In our church, VBS seems to be quite the effort. Whole families are involved. We serve dinner, have music sessions, rhythm sessions, Bible study, story time, and Arts and Crafts. There's an opening service and a closing service each night. Even the teenagers come to help with the process.

I hadn't thought of VBS as a route to spiritual formation in that way. I assumed that the young kids who participated would have some sort of spiritual formation. But it's quite wonderful to see the older teens actually taking over parts of the process: leading classes, leading worship, that kind of thing.

Last night, my Arts and Crafts leader said, "You should go see the closing service.

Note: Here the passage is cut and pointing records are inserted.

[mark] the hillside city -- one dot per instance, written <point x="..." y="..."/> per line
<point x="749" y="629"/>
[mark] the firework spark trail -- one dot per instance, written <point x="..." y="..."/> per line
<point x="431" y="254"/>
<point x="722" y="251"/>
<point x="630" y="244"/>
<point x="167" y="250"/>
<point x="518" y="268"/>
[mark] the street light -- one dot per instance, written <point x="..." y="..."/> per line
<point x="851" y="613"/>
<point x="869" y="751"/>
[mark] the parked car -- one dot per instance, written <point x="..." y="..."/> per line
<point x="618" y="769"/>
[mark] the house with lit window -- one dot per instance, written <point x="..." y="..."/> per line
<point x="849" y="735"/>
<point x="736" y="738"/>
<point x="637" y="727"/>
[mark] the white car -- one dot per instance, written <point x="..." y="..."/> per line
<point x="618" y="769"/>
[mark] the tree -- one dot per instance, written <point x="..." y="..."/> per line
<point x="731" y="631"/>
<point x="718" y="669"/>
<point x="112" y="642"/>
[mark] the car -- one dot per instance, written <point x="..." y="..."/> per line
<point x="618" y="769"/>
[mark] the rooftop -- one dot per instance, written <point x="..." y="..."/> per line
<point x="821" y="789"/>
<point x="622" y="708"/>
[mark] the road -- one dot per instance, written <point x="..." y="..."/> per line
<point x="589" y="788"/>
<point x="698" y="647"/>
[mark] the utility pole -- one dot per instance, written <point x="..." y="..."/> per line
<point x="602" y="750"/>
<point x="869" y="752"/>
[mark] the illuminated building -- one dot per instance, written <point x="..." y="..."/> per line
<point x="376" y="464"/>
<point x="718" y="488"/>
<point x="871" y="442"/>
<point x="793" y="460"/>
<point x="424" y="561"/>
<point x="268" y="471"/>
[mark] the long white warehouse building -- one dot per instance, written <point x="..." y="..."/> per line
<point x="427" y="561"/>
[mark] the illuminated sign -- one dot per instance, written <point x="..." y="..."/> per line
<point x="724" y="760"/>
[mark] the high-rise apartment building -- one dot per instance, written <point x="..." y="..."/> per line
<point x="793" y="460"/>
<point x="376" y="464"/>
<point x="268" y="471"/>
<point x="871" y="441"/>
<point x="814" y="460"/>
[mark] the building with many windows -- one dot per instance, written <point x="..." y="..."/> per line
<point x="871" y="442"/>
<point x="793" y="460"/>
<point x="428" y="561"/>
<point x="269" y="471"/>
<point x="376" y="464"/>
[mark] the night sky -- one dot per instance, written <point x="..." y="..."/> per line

I'll clean up. I've seen the closing service before."

I walked towards the sanctuary, looking forward to what I thought would be a quiet, Compline like service (my favorite one when I'm at Mepkin Abbey). I envisioned candles and dim light, maybe some plainsong or Taize.

Ha!!! I opened the door to the brightly lit sanctuary, with children having a shouting/singing contest. It was the most nerve-jangling thing I've experienced in quite some time. I can't imagine taking one of those children home and trying to get ready for bedtime. Maybe I'm missing the point. Maybe that's why we do these things during vacation: so that we don't have to worry about bedtimes and school the next morning.

When I returned home, my spouse asked me if I had fun, and I had to say that I did. I said, "It's not the kind of fun where I'll say in October, 'Oh, I wish it was VBS time again.' But yeah, it was neat."

I wonder if people think it's strange that I'm helping, even though I don't have children. I'm not going to worry too much about that. I think that one of the advantages of church is that, ideally, all sorts of people mix together: all class levels, all ages, all races, those with children/relatives locally, and those alone. We're all part of a mission, and all talents are welcome. At least, that's how it should be. And in this church, I frequently experience that missional outlook.